If a functional unit is split across multiple stages then an instruction closely following and dependent on one using the unit must stall on a statically scheduled implementation. Adding stages will only add stalls in such cases. This limiter of performance gain is more severe for programs with more close dependencies. (If there are few close dependencies then there would be fewer stalls.) The limit also applies to dynamically scheduled systems in which the rate at which instructions commit would not increase linearly with higher clock frequency when there are enough dependencies.

(b) An instruction does not raise precise exceptions (because the ISA says it does not have to). (5 pts)

Name something its handler cannot do (but could do if the exception were precise).

It cannot resume execution at the instruction immediately following the faulting instruction, nor can it re-execute the instruction itself. This is because if exceptions are not precise the handler might be called when the program executes several instructions past the faulting instruction.

(c) The code below uses an indirect load. Re-write it using MIPS instructions. (5 pts)

lw r1, @(r2) # Load using indirect addressing.

# Solution.
lw r1, 0(r2)
lw r1, 0(r1)

(d) Every integer instruction that reads a GPR uses the rs and rt fields (or just one of them). What would be the disadvantage of a modified ISA in which some instructions use other fields to specify GPR source registers? (5 pts)

Multiplexors would be needed at the register file read ports to select the correct field for the instruction being decoded.

(e) Consider two options for the design of a load/store unit (LSU) for a dynamically scheduled system. The aggressive option would execute the code below quickly, while the conservative option would execute it more slowly. *Hint: the conservative option is how the LSU was described in class. Note: The original problem used* r1 for the address, which was not intended, but the answer with r1 is similar.

(5 pts)

div.d f2, f4, f6 sw r1, 0(r9) sh r2, 0(r9) sb r3, 0(r9) lw r4, 0(r9)

What is it about that code that requires special treatment?
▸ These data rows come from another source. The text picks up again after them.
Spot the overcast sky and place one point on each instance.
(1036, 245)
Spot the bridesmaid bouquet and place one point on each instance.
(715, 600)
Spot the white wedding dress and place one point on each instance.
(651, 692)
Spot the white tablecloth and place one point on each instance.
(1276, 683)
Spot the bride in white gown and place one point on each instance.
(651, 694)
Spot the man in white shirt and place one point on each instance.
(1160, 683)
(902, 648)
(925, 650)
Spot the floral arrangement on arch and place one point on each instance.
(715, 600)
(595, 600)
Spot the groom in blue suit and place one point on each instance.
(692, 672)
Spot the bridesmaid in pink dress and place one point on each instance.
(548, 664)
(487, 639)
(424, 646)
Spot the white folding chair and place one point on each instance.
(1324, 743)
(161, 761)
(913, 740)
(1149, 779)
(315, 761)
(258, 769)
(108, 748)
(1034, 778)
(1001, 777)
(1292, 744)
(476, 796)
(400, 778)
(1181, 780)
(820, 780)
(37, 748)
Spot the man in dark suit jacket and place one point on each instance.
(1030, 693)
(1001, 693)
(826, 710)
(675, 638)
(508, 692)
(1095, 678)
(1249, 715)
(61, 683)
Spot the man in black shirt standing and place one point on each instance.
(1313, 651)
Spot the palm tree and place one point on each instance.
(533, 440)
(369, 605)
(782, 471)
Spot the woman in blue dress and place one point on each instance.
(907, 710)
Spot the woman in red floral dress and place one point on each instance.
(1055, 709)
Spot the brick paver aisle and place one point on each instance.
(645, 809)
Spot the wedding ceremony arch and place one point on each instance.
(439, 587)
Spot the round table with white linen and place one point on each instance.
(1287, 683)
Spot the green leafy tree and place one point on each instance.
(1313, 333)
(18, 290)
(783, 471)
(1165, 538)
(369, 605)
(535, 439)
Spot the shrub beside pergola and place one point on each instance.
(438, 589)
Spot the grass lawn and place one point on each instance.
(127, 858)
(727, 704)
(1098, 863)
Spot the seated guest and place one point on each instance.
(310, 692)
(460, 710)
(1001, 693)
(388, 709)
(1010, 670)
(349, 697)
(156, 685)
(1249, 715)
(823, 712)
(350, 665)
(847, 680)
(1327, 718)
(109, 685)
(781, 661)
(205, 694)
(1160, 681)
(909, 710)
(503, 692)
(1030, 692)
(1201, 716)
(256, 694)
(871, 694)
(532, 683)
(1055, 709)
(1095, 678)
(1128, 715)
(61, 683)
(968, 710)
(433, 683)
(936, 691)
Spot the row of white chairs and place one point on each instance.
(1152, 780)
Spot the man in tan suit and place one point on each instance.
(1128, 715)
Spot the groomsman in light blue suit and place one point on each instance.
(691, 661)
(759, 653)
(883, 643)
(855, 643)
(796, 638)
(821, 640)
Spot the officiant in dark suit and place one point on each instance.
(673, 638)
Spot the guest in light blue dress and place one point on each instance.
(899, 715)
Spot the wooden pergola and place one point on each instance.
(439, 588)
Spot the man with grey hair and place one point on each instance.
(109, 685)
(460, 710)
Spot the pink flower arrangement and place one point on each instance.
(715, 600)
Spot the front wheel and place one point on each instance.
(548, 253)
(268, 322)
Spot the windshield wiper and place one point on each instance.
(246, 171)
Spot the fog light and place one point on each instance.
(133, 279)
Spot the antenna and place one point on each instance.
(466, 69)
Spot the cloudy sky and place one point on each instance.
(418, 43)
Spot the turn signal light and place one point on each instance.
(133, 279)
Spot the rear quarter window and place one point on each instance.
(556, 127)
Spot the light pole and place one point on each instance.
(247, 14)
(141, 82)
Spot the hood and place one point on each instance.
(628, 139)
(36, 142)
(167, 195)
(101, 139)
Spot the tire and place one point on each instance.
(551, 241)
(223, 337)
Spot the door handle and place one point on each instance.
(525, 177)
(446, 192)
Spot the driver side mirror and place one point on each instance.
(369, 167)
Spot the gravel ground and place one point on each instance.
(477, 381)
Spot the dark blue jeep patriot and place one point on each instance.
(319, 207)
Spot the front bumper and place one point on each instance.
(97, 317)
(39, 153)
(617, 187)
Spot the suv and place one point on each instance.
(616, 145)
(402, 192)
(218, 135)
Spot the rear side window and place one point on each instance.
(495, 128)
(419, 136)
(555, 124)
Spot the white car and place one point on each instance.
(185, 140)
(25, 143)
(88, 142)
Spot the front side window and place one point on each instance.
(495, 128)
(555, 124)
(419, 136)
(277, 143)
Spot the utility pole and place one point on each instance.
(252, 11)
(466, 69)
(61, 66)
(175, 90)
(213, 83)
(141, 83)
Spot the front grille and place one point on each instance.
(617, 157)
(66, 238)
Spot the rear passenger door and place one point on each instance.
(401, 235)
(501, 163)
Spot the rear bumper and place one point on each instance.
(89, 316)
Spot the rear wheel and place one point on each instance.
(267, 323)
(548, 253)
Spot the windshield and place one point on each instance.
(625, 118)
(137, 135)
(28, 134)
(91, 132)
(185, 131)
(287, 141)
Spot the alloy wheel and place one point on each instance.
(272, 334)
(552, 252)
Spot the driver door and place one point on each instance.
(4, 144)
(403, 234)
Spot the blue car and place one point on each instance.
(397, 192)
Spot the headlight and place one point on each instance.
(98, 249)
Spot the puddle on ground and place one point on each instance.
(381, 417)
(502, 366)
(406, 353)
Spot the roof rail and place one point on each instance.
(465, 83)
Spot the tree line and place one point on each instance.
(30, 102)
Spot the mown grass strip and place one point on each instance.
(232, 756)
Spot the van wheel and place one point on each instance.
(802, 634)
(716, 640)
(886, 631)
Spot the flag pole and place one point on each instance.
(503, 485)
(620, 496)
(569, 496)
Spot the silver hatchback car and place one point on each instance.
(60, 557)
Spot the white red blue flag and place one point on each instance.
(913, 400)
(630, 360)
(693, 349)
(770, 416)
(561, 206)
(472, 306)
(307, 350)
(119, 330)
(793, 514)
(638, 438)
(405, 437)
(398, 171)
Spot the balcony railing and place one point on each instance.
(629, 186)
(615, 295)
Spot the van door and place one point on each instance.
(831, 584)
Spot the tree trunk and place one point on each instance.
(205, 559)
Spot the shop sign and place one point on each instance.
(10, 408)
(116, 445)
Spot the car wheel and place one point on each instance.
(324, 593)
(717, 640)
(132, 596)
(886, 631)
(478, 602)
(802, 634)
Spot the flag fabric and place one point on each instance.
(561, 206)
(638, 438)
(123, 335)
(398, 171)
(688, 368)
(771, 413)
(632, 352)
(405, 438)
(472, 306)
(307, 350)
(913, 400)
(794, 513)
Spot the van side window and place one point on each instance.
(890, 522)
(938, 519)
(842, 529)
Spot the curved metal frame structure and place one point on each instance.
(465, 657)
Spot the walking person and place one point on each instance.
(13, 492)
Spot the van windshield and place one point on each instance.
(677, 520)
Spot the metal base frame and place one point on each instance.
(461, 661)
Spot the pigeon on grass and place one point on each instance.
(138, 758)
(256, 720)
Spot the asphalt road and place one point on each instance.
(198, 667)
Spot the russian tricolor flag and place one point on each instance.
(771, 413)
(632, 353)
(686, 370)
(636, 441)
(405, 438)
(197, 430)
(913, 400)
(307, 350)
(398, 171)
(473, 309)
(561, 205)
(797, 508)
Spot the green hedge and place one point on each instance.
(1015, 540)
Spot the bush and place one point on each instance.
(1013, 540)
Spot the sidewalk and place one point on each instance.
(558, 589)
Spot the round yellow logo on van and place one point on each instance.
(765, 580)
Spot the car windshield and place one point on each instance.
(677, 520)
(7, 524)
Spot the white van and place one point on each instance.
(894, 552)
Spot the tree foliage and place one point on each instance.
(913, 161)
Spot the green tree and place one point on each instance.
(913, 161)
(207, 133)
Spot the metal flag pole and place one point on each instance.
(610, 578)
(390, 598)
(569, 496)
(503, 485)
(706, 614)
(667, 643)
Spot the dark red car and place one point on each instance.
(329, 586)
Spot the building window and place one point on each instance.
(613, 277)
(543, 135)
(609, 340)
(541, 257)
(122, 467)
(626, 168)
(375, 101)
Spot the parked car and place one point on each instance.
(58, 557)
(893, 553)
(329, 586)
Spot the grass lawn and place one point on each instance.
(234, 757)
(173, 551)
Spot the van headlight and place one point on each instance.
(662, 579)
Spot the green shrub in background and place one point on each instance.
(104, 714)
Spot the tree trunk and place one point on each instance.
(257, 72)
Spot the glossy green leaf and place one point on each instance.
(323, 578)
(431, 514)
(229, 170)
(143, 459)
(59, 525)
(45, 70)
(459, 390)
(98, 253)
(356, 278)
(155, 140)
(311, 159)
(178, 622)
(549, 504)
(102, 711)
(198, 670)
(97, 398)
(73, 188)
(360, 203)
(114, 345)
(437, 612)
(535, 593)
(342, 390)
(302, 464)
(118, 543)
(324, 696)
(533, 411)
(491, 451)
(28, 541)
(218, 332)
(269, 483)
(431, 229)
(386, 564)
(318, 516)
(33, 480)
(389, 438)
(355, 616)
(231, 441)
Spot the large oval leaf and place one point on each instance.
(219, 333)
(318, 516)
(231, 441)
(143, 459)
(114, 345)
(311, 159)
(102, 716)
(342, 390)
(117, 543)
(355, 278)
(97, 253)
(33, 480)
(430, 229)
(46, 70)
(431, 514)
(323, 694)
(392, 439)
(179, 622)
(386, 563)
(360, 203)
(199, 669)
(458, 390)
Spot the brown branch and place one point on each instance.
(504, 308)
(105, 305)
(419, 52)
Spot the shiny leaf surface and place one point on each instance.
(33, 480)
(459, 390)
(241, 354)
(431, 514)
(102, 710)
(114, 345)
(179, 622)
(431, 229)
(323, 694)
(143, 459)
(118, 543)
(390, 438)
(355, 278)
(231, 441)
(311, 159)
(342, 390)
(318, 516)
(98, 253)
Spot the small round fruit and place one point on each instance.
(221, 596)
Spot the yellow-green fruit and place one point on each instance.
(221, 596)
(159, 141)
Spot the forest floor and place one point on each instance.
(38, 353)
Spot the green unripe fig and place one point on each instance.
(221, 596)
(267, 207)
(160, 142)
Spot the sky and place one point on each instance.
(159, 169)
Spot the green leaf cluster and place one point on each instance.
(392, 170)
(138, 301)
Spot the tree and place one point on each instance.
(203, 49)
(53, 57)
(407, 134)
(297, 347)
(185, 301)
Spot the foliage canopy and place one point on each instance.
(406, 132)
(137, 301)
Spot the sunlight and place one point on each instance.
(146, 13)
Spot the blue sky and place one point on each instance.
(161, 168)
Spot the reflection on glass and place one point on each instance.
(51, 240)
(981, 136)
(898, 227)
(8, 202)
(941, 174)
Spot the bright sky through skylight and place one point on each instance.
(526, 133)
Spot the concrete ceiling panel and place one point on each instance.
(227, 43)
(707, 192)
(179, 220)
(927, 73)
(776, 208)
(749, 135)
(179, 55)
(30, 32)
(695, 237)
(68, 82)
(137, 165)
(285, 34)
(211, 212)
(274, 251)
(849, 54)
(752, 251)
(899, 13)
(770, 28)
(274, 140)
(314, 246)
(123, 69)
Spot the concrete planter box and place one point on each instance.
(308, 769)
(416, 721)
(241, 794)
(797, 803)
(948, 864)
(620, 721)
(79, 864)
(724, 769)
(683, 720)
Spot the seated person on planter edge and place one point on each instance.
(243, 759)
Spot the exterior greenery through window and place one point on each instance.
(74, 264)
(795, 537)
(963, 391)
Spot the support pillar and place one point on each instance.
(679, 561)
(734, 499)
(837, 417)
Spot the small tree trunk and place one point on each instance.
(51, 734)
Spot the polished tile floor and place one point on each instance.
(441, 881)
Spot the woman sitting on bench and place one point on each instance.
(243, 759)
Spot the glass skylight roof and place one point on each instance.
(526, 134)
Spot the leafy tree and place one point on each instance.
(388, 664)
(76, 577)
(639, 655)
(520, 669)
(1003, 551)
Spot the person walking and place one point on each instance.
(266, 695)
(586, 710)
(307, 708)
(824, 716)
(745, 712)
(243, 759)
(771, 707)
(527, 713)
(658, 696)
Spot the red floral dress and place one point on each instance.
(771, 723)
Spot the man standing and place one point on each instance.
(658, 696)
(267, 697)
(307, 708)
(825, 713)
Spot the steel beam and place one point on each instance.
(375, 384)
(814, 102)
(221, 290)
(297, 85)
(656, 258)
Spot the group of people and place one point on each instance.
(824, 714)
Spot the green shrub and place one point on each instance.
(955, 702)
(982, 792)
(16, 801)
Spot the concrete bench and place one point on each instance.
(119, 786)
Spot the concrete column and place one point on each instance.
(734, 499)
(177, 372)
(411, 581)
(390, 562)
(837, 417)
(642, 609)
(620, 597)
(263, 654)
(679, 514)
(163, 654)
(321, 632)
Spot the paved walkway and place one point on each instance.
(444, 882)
The value to load is spread across three stores, bits 31:24 from the store byte, bits 23:16 from the sh, and bits 15:0 from the sw (assuming big-endian byte ordering).

 $\checkmark$  Describe how the aggressive option would execute the code.

An aggressive LSU would combine the data from the three stores when bypassing to the load.

Give a brief argument for the conservative option, feel free to include made-up data (for the purposes of this test only!).

Studies show that only 1% of loads [warning, made up data] get their data from multiple stores (as in the example above). The cost of implementing an LSU that can handle such rare cases is high and so it is not worth implementing. The conservative solution would be cheaper and would be almost as fast.